Furthermore, the type of arg is T…
Do you see what just happened?
We assigned something of type string to "not an empty string", which should be invalid!
Thankfully, TypeScript has got our backs this time and warned us (the error message is questionable, but I digress).
Alright, so what can we do to fix this? The easy way out would be to assert that the default value is in fact T (even though it isn’t):
function foo<T extends string>(arg: T = "" as T) {} // okay... but not safe
But this is obviously unsafe…
The original problem of assigning a string to something that can be narrower than string still persists.
Admittedly, it’s unlikely that a user would try call it as foo<T>(), but this is just ignoring the problem!

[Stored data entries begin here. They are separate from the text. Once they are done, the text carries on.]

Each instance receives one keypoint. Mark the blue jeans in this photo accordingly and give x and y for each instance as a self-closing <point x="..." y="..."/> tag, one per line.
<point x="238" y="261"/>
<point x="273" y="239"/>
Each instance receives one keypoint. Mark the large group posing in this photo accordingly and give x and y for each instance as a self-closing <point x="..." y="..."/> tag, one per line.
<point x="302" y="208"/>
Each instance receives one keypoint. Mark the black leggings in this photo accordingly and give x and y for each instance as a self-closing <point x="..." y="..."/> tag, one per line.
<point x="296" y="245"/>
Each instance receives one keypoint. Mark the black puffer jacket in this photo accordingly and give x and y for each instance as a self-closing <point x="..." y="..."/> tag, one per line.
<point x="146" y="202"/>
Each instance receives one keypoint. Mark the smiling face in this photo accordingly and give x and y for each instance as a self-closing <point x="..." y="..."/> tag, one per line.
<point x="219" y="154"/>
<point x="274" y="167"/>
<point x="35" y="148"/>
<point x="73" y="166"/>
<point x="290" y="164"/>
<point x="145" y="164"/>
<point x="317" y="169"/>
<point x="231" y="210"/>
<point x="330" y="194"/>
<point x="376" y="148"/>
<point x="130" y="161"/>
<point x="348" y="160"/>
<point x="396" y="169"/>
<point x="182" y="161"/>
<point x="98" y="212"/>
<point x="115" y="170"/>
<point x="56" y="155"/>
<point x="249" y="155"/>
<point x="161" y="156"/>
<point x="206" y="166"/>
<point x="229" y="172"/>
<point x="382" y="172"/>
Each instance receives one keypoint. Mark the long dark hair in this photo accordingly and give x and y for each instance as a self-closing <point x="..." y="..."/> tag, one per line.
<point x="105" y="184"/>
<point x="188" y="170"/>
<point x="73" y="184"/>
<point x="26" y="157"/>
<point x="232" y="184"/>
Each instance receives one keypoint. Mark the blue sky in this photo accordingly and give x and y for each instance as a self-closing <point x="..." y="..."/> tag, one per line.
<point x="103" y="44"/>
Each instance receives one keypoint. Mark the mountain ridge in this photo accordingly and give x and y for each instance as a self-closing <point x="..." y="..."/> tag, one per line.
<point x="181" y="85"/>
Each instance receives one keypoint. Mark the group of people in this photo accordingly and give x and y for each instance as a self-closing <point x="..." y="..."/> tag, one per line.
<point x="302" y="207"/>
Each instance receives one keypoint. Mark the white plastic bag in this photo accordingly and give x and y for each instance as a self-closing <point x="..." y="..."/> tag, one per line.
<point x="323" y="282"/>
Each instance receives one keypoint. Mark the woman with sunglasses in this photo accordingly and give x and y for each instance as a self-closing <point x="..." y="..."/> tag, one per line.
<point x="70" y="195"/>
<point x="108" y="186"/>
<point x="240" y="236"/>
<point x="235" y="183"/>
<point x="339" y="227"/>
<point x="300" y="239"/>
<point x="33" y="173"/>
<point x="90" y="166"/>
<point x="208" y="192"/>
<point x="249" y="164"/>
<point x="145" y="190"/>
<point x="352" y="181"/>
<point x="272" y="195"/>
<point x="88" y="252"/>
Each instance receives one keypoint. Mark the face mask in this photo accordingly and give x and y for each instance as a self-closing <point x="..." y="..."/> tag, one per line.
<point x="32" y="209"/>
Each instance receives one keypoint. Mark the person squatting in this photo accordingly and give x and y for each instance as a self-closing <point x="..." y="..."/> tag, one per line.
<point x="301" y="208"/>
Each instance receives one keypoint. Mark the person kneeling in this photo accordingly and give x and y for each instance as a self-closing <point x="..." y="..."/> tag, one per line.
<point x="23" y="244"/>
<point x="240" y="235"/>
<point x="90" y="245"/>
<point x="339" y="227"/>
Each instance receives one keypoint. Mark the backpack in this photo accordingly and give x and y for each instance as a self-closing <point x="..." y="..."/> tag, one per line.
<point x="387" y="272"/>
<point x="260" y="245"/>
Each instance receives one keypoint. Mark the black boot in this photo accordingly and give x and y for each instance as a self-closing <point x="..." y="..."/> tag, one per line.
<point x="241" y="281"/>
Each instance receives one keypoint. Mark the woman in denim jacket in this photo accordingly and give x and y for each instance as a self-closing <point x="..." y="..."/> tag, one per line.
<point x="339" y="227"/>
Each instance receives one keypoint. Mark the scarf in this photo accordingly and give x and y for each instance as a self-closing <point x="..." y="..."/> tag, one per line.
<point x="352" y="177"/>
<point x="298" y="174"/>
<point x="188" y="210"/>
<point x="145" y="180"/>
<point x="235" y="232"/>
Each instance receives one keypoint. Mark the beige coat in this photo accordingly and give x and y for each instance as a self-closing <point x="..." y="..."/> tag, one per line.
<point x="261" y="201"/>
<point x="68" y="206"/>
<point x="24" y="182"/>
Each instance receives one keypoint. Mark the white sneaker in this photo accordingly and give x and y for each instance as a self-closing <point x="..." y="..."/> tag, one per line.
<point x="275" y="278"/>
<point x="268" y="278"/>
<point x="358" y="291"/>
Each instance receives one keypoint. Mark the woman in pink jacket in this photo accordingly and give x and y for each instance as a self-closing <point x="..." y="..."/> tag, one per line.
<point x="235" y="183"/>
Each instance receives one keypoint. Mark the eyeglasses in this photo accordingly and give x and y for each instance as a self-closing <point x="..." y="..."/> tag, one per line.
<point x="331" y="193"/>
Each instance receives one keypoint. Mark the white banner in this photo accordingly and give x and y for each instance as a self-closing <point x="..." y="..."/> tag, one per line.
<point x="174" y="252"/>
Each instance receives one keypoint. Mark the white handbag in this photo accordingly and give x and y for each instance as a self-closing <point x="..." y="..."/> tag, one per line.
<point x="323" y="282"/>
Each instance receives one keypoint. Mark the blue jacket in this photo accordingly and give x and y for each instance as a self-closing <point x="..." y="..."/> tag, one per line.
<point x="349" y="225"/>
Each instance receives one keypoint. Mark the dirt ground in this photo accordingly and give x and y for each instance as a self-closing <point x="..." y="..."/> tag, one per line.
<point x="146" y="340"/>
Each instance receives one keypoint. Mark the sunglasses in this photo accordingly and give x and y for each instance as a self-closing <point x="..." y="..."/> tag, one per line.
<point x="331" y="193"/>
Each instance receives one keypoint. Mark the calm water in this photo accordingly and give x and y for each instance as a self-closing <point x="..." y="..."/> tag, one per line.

The go-to solution I have used for this kind of problem is to use overloads. One overload to take care of the generic parameter, and the other to cover the case where the argument is not given. This is usually enough to fix the issue, but for more nuanced cases where this completely messes your definition up, you might have to resort to an assertion.
function foo<T extends string>(arg: T): void;
function foo(): void;
function foo(arg = "") {}
Hopefully, TypeScript will get better error messages. Or at the very least, provide a resource on diagnosing the causes of these errors, so I don’t have to write one myself. Good luck!